Beirut : Tens of thousands have returned to their homes in southern Syria since a ceasefire deal between regime ally Russia and rebels to end more than two weeks of deadly bombardment, a monitor said on Sunday.
The deal was largely holding despite air strikes on two areas that killed four civilians, the Syrian Observatory for Human Rights monitoring group said, as rebel evacuations under the deal were postponed.President’s Bashar al-Assad regime is determined to retake control of the key southern province of Daraa bordering Jordan and the Israeli-occupied Golan Heights, seven years after protests there sparked Syria’s civil war. Since June 19, a deadly regime bombardment campaign on the province had caused more than 320,000 people to flee their homes, according to the United Nations, many to the sealed border with Jordan. On Friday, rebels and the regime announced a ceasefire deal, providing for opposition fighters to hand over their heavy weapons and paving the way for a regime takeover of the province.

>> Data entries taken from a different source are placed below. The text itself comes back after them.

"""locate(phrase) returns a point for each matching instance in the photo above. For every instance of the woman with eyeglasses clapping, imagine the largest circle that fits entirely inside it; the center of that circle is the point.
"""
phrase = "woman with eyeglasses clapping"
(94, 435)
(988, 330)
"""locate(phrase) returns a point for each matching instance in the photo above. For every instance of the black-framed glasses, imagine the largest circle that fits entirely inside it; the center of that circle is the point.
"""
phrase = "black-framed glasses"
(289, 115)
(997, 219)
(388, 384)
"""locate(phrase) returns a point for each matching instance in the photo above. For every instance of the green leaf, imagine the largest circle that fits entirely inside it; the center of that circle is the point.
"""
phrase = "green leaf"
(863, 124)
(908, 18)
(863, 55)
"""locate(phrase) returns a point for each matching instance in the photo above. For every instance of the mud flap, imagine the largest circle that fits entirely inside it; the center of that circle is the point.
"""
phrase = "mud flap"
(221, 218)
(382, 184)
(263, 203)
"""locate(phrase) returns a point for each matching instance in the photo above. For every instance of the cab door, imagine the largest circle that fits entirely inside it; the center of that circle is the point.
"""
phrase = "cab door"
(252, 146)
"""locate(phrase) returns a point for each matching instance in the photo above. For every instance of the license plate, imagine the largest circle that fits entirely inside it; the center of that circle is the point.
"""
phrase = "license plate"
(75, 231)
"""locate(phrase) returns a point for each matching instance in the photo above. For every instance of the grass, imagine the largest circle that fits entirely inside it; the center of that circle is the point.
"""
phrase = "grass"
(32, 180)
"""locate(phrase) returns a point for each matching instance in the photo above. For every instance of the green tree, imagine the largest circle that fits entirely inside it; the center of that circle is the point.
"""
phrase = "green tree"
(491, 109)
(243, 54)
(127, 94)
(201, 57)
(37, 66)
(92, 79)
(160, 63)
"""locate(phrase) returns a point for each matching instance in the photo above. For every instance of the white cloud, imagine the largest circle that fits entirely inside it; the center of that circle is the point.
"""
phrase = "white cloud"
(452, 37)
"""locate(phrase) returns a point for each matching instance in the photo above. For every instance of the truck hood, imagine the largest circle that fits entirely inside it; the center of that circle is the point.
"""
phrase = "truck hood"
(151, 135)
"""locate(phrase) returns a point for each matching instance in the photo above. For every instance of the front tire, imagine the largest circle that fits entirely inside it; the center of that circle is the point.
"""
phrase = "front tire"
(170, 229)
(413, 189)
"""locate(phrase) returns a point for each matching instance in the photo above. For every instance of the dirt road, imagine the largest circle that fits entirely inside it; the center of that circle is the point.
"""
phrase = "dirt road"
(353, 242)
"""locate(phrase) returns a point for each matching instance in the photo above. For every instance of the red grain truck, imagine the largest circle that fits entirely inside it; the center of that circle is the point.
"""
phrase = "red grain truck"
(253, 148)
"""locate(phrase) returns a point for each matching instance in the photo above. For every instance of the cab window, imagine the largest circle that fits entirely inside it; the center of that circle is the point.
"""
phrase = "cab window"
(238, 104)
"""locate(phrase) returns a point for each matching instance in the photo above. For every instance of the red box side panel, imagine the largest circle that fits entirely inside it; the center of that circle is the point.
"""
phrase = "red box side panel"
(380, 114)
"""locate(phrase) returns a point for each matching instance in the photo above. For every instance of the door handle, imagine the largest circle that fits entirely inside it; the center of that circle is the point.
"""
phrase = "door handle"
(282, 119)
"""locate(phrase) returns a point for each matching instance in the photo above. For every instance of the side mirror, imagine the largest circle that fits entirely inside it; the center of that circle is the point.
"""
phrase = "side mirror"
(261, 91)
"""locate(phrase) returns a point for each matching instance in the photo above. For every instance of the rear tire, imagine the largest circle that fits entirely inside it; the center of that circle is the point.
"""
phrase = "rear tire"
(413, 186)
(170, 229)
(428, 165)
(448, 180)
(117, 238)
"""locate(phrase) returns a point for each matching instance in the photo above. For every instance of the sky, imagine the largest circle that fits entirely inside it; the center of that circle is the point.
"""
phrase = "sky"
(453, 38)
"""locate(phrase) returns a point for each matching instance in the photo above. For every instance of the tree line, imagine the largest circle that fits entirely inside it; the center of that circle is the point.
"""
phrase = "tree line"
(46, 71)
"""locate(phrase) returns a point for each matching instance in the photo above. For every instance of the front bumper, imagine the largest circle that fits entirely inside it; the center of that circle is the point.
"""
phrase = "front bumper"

More than 60,000 people have since hit the road from the Jordanian frontier, heading back to their homes in the east or west of the province, the Britain-based Observatory said. Today, the returns were continuing, the Observatory said, even as regime warplanes pounded two areas of the province.
Three civilians were killed in air strikes on Um al-Mayazeen, just five kilometres (three miles) north of the Jordanian border, said the Britain-based monitor.
“Regime forces launched an assault on the village,” Observatory director Rami Abdel Rahman said, two days after they retook control of the key border crossing of Nassib to its south.